Tchad : 31 août 1978 – 31 août 2026 : le pays se souvient, il y a 48 ans, la naissance d’un gouvernement d’union nationale
Retour sur une date clé de l’histoire politique tchadienne : la formation du premier gouvernement d’Hissein Habré, symbole d’une tentative avortée de réconciliation.
Un demi-siècle presque. Le 31 août 1978, il y a 48 ans jour pour jour, le Tchad vivait l’un de ces moments charnières où tout semble encore possible. Ce jour-là, Hissein Habré, investi Premier ministre, dévoilait la composition de son Gouvernement d’Union nationale provisoire. Vingt-deux noms, vingt-deux visages, vingt-deux espoirs pour un pays épuisé par les affres de la guerre civile.
Une équipe de 22 pour panser les plaies de la nation
L’exercice est périlleux : réunir autour d’une même table des hommes issus de bords antagonistes, venus du Nord comme du Sud, pour tenter de recoudre un tissu national malmené par des années de conflits. Le pari est osé, mais les acteurs de l’époque y croient encore.
Le gouvernement se compose de 16 ministres et 6 secrétaires d’État, dirigé par un Hissein Habré à la fois chef de l’exécutif et Premier ministre. Parmi les têtes d’affiche, on retrouve Kotiga Guérina aux Affaires étrangères, le colonel Mamari Djimet Ngakinar à la Défense, Mahamat Nouri à l’Intérieur ou encore Elie Romba aux Finances. Des noms qui, pour certains, continueront d’écrire les pages tourmentées de l’histoire du pays.
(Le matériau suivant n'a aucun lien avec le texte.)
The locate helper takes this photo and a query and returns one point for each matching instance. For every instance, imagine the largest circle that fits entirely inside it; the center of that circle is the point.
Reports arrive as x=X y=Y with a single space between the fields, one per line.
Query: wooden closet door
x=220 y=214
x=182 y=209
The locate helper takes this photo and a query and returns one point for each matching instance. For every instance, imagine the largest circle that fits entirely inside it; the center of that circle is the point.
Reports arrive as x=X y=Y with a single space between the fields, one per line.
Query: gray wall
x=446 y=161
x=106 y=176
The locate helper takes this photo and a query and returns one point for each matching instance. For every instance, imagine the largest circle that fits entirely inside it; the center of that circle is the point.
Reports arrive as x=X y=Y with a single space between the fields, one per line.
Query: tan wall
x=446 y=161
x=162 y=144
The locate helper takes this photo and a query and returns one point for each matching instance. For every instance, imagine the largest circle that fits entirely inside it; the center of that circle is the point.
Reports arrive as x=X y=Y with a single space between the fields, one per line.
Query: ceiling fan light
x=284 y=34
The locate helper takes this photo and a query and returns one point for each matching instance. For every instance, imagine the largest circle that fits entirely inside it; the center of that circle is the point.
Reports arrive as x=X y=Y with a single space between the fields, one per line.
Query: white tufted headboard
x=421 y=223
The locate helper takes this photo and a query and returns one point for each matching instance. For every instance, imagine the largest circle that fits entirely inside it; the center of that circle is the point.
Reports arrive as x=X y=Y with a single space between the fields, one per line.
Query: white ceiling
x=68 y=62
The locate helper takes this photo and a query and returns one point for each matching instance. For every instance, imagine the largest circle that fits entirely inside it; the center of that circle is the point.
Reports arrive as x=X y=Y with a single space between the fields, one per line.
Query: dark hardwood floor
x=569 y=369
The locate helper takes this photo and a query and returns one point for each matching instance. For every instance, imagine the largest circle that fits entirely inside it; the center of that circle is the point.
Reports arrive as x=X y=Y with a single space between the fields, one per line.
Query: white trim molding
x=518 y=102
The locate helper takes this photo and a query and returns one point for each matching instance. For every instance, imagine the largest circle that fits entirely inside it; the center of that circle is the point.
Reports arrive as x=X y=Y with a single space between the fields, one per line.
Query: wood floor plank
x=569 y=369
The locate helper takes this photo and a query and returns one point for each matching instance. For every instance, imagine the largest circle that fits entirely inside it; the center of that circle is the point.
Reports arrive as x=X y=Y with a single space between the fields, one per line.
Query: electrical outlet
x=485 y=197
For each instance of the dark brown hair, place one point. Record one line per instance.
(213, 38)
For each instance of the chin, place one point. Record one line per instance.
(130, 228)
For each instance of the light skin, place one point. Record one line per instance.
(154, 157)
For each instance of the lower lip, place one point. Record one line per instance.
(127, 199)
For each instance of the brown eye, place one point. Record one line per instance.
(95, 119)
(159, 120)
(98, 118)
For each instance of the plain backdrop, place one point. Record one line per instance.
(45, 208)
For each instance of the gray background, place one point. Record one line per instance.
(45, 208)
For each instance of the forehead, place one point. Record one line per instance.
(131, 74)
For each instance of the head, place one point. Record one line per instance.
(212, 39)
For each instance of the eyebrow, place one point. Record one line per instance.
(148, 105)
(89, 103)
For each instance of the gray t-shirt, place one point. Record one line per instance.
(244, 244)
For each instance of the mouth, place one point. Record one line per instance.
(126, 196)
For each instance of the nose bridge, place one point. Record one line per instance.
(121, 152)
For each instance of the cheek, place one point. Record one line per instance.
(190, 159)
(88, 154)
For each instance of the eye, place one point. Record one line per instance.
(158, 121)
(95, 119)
La composition complète de ce gouvernement historique
Premier ministre : Hissein Habré
Ministres :
1. Affaires étrangères et Coopération : Kotiga Guérina
2. Défense nationale et Anciens combattants : Colonel Mamari Djimet Ngakinar
3. Intérieur : Mahamat Nouri
4. Finances, Bâtiments et Matériels : Elie Romba
5. Économie et Plan : Mahamat Saleh Ahmat
6. Communications et Transports : Idriss Miskine
7. Enseignement supérieur et Recherche : Ali Pamdégué
8. Éducation nationale : Hamid Hangata
9. Agriculture et Lutte contre les calamités naturelles : Madengar Bérémadji
10. Élevage et Ressources naturelles : Abderahim Dahab
11. Travaux publics, Mines et Géologie : Dr Héléna Tchiouna
12. Fonction publique et Travail : Dimanche Béramgoto
13. Santé publique et Affaires sociales : Abderaman Hamdan
14. Justice : Abderraman Moussa
15. Information : Korom Ahmed
Secrétaires d’État :
16. Agriculture et Calamités naturelles : Hissein Alkhali
17. Économie et Plan : Mamadou Affono
18. Affaires étrangères : Hissein Koti
19. Éducation nationale : Ousman Gam
20. Secrétaire général du Gouvernement : Abakar Zaïd
21. Secrétaire général de la Présidence : Ngarnayal Mbaïlemdana
Ce gouvernement de transition naît dans le sillage du Pacte fondamental signé quelques semaines plus tôt, censé jeter les bases d’une paix durable. Mais les tensions restent vives entre les différentes factions, et les équilibres sont fragiles. Le Nord, qui a porté Habré au pouvoir, et le Sud, bastion du général Malloum, peinent à cohabiter.
La suite de l’histoire le confirmera : cette union nationale ne résistera pas aux rivalités internes. Dès 1979, les affrontements reprendront, plongeant le Tchad dans un nouveau cycle de violences. Il faudra attendre 1982 et l’accession au pouvoir d’Hissein Habré, puis 1990 avec l’arrivée d’Idriss Déby, pour que le pays connaisse une relative stabilité.
Une page d’histoire à ne pas oublier
Quarante-huit ans plus tard, cet anniversaire rappelle la complexité du destin tchadien. Ces 22 hommes, qu’ils aient marqué l’histoire ou sombré dans l’anonymat, ont un jour cru possible de réconcilier leur pays.
Si l’entreprise a échoué à court terme, elle témoigne d’une volonté récurrente, à chaque époque, de dépasser les clivages. En ce 31 août 2026, le Tchad peut mesurer le chemin parcouru, mais aussi les défis qui demeurent pour bâtir une nation définitivement unie.